Practice featured a couple of drills with athletes not allowed to dribble but had to matriculate the ball down the court by a series of passes and players moving. Athletes also worked on their free-throw shooting at another station and another station had an offensive and defensive player under the basket, whole an offensive player with the ball and a defender opposite him at mid-court. The player with the ball had the option of dribbling to the hoop and taking a shot or making a pass to his teammate under the basket while the defender at mid-court had to sprint to get back into the play on defense.
Safe to say, everyone was pooped after 90 minutes, but all were happy to be back.

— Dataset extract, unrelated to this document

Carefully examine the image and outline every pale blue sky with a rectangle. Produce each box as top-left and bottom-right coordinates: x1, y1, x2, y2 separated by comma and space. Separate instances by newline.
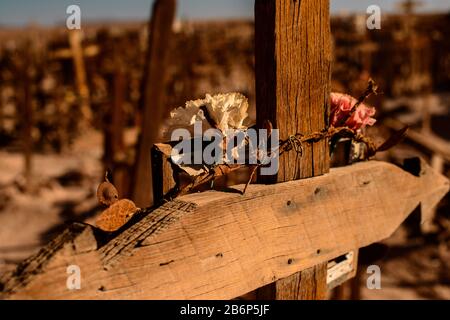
0, 0, 450, 25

“There’s so much excitement among the girls to be able to play,” Larry Meader, varsity girls’ basketball coach, said of the 28 girls out for basketball. “They all just want to be there. They’ve adjusted to mask-wearing. None of us are complaining. We’re all happy to be able to be here.”
Along with the school board’s decision to start winter sports, was the unanimous decision to have board members Dr. Michelle Capozzoli and Randy Davison along with Superintendent Kevin Richard reassess how things are going after two weeks and provided schools are still offering face-to-face learning they will continue through the winter.
KHS Athletic Director Neal Weaver and Athletic Trainer Colby Locke, from Mountain Center Physical Therapy, were both in the gym on Tuesday. There was a little bit of trash talk between the two as they were squaring off in their fantasy football semifinals, but both were happy to see sports return. They were the unsung heroes in pulling off fall sports, and have set up similar protocols and phased-in approaches to the winter season.
Neal and Colby have done such an incredible job making sure that we could safely start,” said Meader. “I have a ton of confidence in them and the protocols we have in place.”
Under the phased-in approach, games would not take place until the second week in January with the Kennett teams playing a regionalized schedule, much like in the fall. The New Hampshire Interscholastic Athletic Association had an open tournament last fall for multiple sports with everyone making the playoffs and initially playing in a regionalized cluster in the opening rounds of post-season play.
“The next step will be winter sports events guidelines which will be finalized over the next couple of weeks for competitions beginning in January,” Weaver said.
Finger’s crossed we continue to take the next steps.